> On Mar 12, 2017, at 7:52 PM, Elijah Johnson via swift-evolution 
> <[email protected]> wrote:
> 
> I don’t know if this feature has yet existed in any languague, but its pretty 
> simple.
> 
> Let say you are preparing data for a JSON encoder. Right now, you would add 
> to an Dictionary or Array like this one:
> 
> let data = [String:Any]();
> 
> but what one is really saying is that “Any” is from a number of distinct 
> types:
> 
> group typedef JSONValueType : String, Double, Int, [String:JSONValueType], 
> [JSONValueType], Bool
> 
> So from the compiler’s point of view, this group typedef would be just like 
> the “Any” type, only it would refuse to compile unless the proper type was 
> passed.

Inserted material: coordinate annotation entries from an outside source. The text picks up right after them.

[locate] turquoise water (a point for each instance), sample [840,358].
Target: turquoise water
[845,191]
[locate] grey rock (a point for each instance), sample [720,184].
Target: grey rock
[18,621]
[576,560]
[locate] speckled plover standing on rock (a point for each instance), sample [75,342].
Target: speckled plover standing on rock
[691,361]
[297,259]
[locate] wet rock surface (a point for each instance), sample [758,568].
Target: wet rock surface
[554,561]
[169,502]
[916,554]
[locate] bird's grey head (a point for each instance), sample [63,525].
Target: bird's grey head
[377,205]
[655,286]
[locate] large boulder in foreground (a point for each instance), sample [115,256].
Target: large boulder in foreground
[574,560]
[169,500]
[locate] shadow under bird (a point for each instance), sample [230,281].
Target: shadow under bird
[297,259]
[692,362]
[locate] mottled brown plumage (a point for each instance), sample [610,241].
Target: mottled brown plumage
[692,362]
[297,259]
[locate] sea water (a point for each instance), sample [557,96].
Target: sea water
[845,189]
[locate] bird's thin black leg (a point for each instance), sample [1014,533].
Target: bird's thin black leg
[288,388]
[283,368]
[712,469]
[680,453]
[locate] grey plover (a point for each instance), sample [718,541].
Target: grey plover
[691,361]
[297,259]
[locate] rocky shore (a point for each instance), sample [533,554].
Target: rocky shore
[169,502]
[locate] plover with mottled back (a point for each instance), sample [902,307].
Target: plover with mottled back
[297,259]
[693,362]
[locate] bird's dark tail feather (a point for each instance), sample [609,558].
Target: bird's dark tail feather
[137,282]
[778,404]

So the result would be, as an example, that there could be created an 
> (almost) fail-safe JSON encoder:
> 
> let data = [String:JSONValueType]();
> data[“key] = “value”;
> 
> I’m sure this has plenty of uses outside of JSON encoding and would be pretty 
> simple to do. One problem that it would solve it the fact that in Swift, 
> everything is included by Any, including optionals, ex:
> 
> let b : String? = nil;
> let a : Any = b; // result is warning: “Expression implicitly coerced from 
> String? to Any"
> 
> and so there is no way to include value types and objects without also 
> including optionals, though this “Any” (like Object and void* in Java/C) 
> syntax makes for poorly documented code when the type isn’t really “Any”, but 
> a collection of known types.
> 
> There already exist protocols, but they are not useful for types that one has 
> not defined (like the basic system types), or for mixing particular values, 
> structs, and classes.

What are your thoughts on enums for this use-case?